Rangers boss Mark Warburton calls for plastic pitch ban

19 February 2016 02:53

Rangers manager Mark Warburton called for an end to artificial surfaces in the top flight as he admitted Martyn Waghorn's season could be over after picking up an injury at Rugby Park.

The Gers striker went off immediately after winning and scoring a fourth-minute penalty before the Championship leaders went on to win 2-1 in their William Hill Scottish Cup fifth-round replay on Tuesday.

As 28-goal Waghorn said he would be out for between six to eight weeks on his Twitter account, Rangers issued a statement, part of which read: "The initial impact on an unforgiving Rugby Park surface resulted in bruising and lacerations which were immediately visible."
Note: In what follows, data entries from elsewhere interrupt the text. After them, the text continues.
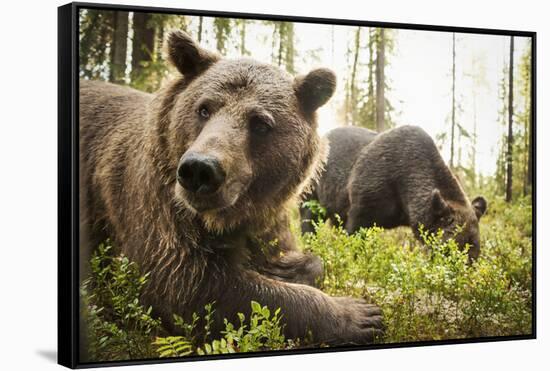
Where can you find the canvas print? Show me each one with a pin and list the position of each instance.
(253, 185)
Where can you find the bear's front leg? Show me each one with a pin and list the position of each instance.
(306, 311)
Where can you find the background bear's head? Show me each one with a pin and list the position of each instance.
(241, 135)
(458, 220)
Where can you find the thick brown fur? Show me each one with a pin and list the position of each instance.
(396, 178)
(207, 249)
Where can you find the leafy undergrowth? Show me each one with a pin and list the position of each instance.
(427, 291)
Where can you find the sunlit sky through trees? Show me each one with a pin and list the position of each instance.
(418, 75)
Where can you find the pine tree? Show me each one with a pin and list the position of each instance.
(380, 81)
(143, 44)
(453, 102)
(119, 47)
(510, 139)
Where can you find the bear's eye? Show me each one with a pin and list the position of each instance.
(203, 112)
(260, 125)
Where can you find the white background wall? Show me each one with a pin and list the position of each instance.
(28, 181)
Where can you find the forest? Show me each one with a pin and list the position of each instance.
(480, 118)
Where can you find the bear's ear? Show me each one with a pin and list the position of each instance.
(187, 56)
(480, 206)
(315, 89)
(440, 208)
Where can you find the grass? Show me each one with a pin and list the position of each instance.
(426, 290)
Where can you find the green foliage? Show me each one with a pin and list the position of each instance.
(427, 290)
(117, 327)
(319, 212)
(264, 331)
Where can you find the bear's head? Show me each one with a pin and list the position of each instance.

Killie hit back at the Ibrox club, describing criticism of their surface as "ill-informed". But Warburton stuck to his guns after he updated Waghorn's injury situation ahead of Sunday's Championship clash with Queen of the South at Palmerston, which also has a plastic surface.

"He is seeing a specialist today in London to get a more detailed report," the Rangers boss said.

"There is no surgery required which is most pleasing. Hopefully he will be back for the end of the season, but there is a possibility he won't, it depends how his recovery progresses."

Turning to Killie's artificial surface, Warburton said: "There is no doubt in our minds, from a coaching perspective and medical perspective, his injury wouldn't have been of this nature if it hadn't been for the pitch.

"Martyn Waghorn left that pitch with lacerations and immediate bruising, there is no doubt about that.

"When we use the term unforgiving, we meant in terms of the hard aspect of the pitch.

"It is harder than a grass pitch would have been. It is as simple as that.

"Had that been on grass he wouldn't have the same nature of injury that he has now.

"That is just a simple fact and that has been backed up by a medical team, a very proficient medical team and by coaching staff who saw the initial impact of the injury."

Asked if he did not want artificial pitches in Scottish football, the former Brentford boss said: " Personally, not at the highest level, we need to be clear on that.

"We understand the financial climate, the need for revenue, we are not ignoring that.

"But at the highest level, to attract more investment, would it not be better to have a consistently high quality level of grass pitch in the Premiership?"